Revealing the Illusion of Joint Multimodal Understanding in VideoQA Models

While VideoQA Transformer models demonstrate competitive performance on standard benchmarks, the reasons behind their success are not fully understood. Do these models jointly capture and leverage the rich multimodal structures and dynamics from video and text? Or are they merely exploiting shortcuts to achieve high scores? Hence, we design $\textit{QUAG}$ (QUadrant AveraGe), a lightweight and non-parametric probe, to critically analyze multimodal representations. QUAG facilitates combined dataset-model study by systematic ablation of model's coupled multimodal understanding during inference. Surprisingly, it demonstrates that the models manage to maintain high performance even under multimodal impairment. We extend QUAG to design "QUAG-attention", a simplistic and less-expressive replacement of self-attention. We find that the models with QUAG-attention achieve similar performance with significantly less mulops without any finetuning. These findings indicate that the current VideoQA benchmarks and metrics do not penalize models that find shortcuts and discount joint multimodal understanding. Motivated by this, we propose the $\textit{CLAVI}$ (Counterfactual in LAnguage and VIdeo), a diagnostic dataset for coupled multimodal understanding in VideoQA. CLAVI consists of temporal questions and videos that are augmented to curate balanced counterfactuals in language and video domains. We evaluate models on CLAVI and find that all models achieve high performance on multimodal shortcut instances, but most of them have poor performance on the counterfactual instances that necessitate joint multimodal understanding. Overall, with the multimodal representation analysis using QUAG and diagnostic analysis using CLAVI, we show that many VideoQA models are incapable of learning multimodal representations and that their success on standard datasets is an illusion of joint multimodal understanding.

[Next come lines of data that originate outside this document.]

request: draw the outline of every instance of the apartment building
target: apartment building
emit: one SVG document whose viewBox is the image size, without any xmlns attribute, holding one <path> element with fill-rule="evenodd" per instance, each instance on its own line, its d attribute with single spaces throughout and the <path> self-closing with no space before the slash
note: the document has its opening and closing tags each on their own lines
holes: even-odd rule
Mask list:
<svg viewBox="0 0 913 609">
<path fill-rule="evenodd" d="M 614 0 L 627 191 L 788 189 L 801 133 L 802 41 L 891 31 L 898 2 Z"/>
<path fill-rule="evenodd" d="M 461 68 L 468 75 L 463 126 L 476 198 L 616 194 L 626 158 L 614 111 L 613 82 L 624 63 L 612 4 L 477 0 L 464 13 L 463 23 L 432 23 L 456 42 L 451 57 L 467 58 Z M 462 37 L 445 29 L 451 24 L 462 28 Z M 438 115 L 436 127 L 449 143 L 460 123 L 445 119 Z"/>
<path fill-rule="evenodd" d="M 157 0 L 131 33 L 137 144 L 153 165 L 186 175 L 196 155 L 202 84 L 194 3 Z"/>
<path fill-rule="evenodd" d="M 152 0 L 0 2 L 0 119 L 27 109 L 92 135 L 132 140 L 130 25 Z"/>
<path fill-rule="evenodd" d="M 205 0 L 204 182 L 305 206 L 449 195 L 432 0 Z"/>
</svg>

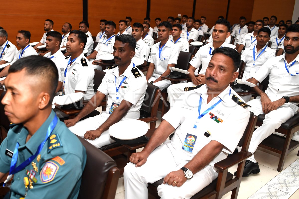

翻译：尽管视频问答Transformer模型在标准基准测试中展现出竞争性性能，但其成功背后的原因尚未完全明确。这些模型是否真正联合捕获并利用了视频与文本中丰富的多模态结构与动态特征？还是仅仅通过利用捷径来获得高分？为此，我们设计了$\textit{QUAG}$（象限平均），一种轻量且非参数化的探测工具，以批判性地分析多模态表示。QUAG通过系统性地消融模型在推理过程中的耦合多模态理解，促进了数据集与模型的联合研究。令人惊讶的是，它表明即使在多模态受损的情况下，模型仍能维持较高性能。我们将QUAG扩展至“QUAG注意力”，一种简化且表达能力较弱的多头注意力替代方案。我们发现，使用QUAG注意力的模型在不进行任何微调的情况下，以显著更少的操作次数实现了相近的性能。这些结果表明，当前视频问答基准与评价指标并未有效惩处那些寻找捷径而忽略联合多模态理解的模型。受此启发，我们提出$\textit{CLAVI}$（语言与视频中的反事实），一个针对视频问答耦合多模态理解的诊断数据集。CLAVI包含经增强处理的时序问题与视频，旨在语言与视频域中构建平衡的反事实实例。我们在CLAVI上评估模型发现，所有模型在多模态捷径实例上均表现优异，但大多在需要联合多模态理解的反事实实例上性能低下。总体而言，通过QUAG的多模态表示分析与CLAVI的诊断分析，我们证明许多视频问答模型无法真正学习多模态表示，其在标准数据集上的成功实则为联合多模态理解的一种幻象。